Perayaan Yang Menyeleweng

Bulan kemenangan. Inilah yang disifatkan orang-orang ketika keluar dari bulan Ramadhan. Entah telah menang melawan siapa, dan usai perang apa,tidak jelas. Seakan-akan telah terbebas dari rintangan yang amat menyiksa diri. Merayakan dengan letusan kembang api bagi orang kaya, memakai oboran oncor bagi yang tidak punya , layaknya perayaan hari raya penyembah api (majusi).
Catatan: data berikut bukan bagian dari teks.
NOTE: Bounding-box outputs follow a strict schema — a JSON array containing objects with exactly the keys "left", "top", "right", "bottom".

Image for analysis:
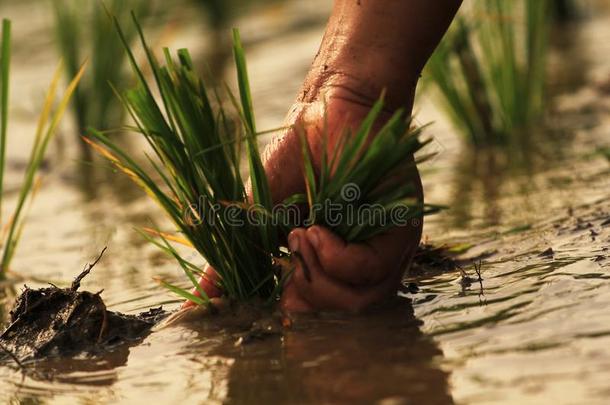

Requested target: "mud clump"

Salah satu sebab  karna kurangnya ilmu bagi mereka. Yang perayaan tersebut justru hanya meramaikan hasil-hasil koleksi yang amat menghambur-hamburkan harta, hingga hanya sedikit yang melantunkan kalimat takbir. Kemudian membiarkan pria dan wanita bercampur- baur. Apakah Islam mengajarkan yang seperti ini?. Kita berlindung kepada Allah dari hal yang tidak diridhoi-Nya.

“Tabligh Akbar” Artis Ibu Kota Di Hari Raya

  Bulan syawal kadang dijalani sebagai bulan pelempiasan,yang pandainya orang yang melampiaskan menggunakan kata-kata yang menyejukkan. Untuk mengekpresikan hal tersebut, tanpa berpikir panjang diramulah berbagai acara hiburan, yang khasnya adalah perayaan music dan nyanyian, yang kian menjadi kebiasaan dan tidak mudah untuk diperbaiki. Anda dapat membuktikan dengan televise yang anda miliki, namun bagi yang tidak memiliki terpaksa harus meyakini! Berbagai grup music maupun band bak yang mendapatkan gelar papan atas hingga yang tidak memiliki gelar. Tema kesucian hati juga tak terlepas dari iringi nyanyian ,. Na’udzubillahi min dzalik!!!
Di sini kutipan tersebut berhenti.